How Crawdad Handles Your Data

Full technical transparency. Zero-knowledge by architecture, not by promise.

1. The Architecture

Your Machine
Agent → Crawdad Sidecar (localhost:7749) → Decision (allow/block)
                     ↑↓
              Signed counts only
                    ↓
Crawdad Cloud (metering, licensing, signature updates)

All content scanning — firewall analysis, policy evaluation, PII detection, memory integrity checks — happens locally on your machine inside the Crawdad sidecar process. The sidecar binds exclusively to 127.0.0.1:7749 and never exposes content to any external network.

2. What Never Leaves Your Network

✓ Message content — inbound text scanned by the firewall
✓ Action parameters — tool calls evaluated by the policy engine
✓ Agent responses — outbound text scanned for PII
✓ PII values — detected personally identifiable information
✓ Memory content — agent memory entries and context
✓ Private keys — stored in your system keychain, never transmitted

Even if Crawdad's servers were fully compromised, there is no customer content to retrieve. This is enforced by architecture, not by policy.
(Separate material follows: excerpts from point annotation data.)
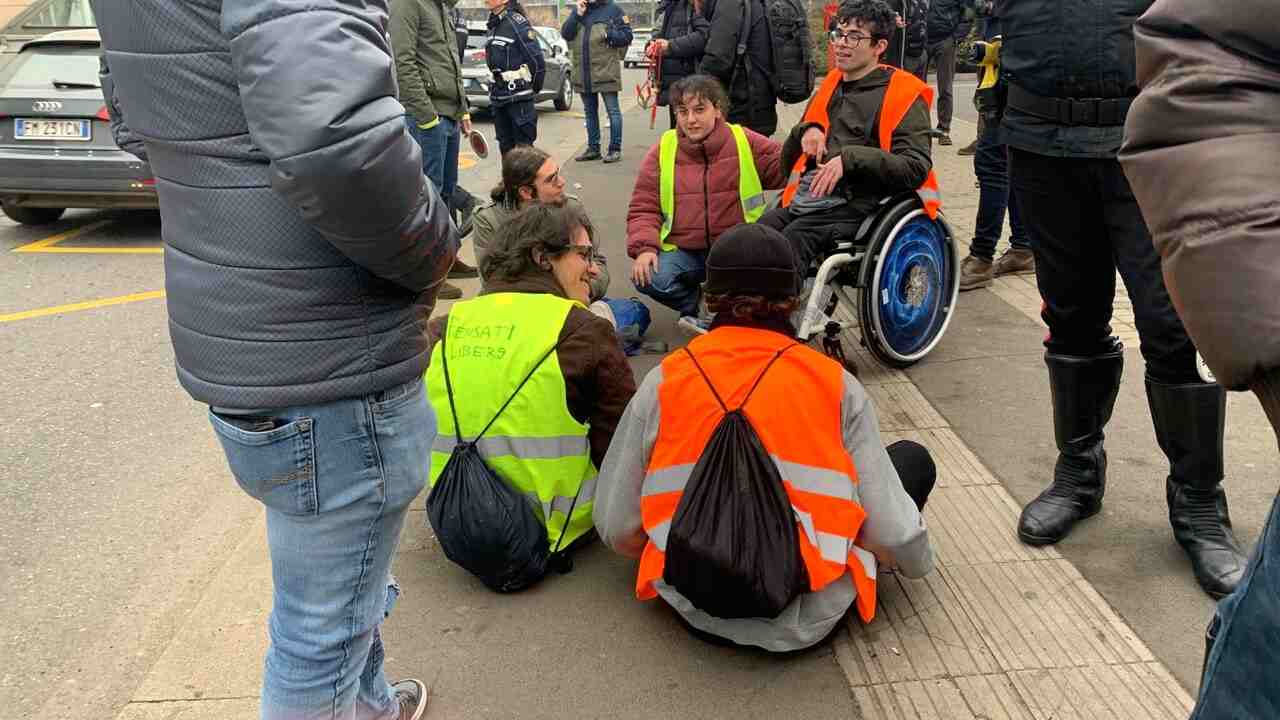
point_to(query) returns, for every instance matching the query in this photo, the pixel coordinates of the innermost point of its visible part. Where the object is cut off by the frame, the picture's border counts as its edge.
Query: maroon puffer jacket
(707, 197)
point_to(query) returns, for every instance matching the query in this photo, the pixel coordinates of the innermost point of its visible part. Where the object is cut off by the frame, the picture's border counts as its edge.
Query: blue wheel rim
(913, 287)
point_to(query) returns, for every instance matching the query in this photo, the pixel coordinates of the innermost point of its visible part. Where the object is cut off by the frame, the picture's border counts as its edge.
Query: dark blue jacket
(597, 42)
(512, 42)
(304, 246)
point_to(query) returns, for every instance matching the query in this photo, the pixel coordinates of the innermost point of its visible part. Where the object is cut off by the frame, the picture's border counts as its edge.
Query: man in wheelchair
(864, 137)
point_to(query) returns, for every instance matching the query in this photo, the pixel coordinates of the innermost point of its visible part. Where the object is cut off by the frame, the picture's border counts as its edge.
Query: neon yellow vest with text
(749, 187)
(535, 445)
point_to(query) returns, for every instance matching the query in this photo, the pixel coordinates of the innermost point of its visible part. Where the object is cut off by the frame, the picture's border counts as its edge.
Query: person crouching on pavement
(863, 500)
(535, 300)
(529, 177)
(864, 137)
(702, 178)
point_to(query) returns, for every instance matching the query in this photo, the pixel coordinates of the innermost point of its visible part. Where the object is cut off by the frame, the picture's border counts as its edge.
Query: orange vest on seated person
(903, 90)
(805, 440)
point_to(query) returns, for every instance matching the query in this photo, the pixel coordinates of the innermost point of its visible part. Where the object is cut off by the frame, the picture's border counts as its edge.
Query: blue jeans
(991, 165)
(439, 153)
(337, 481)
(593, 121)
(679, 279)
(1239, 675)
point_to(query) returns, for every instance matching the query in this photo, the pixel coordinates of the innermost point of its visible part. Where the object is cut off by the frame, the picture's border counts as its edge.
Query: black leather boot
(1189, 420)
(1084, 392)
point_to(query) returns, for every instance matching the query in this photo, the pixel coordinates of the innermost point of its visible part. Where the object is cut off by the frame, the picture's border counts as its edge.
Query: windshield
(39, 67)
(63, 13)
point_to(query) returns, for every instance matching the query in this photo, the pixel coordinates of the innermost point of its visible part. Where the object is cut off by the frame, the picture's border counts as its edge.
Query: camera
(990, 96)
3. What Is Transmitted to Our Servers

The sidecar sends a signed metering packet every 60 minutes containing only operation counts:

{
  "tenant_id": "t_abc123",
  "device_id": "d_xyz789",
  "sequence": 42,
  "counts": {
    "firewall_scans": 142,
    "action_authorizations": 89,
    "outbound_scans": 142,
    "memory_writes": 23,
    "privacy_classifications": 67
  }
}

This packet is signed with your device's Ed25519 key. Any tampering invalidates the signature. No content, no parameters, no PII values — only how many operations ran.

4. What Is Stored Locally

audit.db — SHA-256 hashes of content (not reversible), decisions, risk scores, PII category names (not values). Merkle-chained for tamper detection.
metering.db — Atomic counters by operation type. No content.
signatures/ — Ed25519-verified detection pattern bundles, polled every 4 hours.
device.cert — Short-lived device certificate (24-hour expiry, auto-renewed).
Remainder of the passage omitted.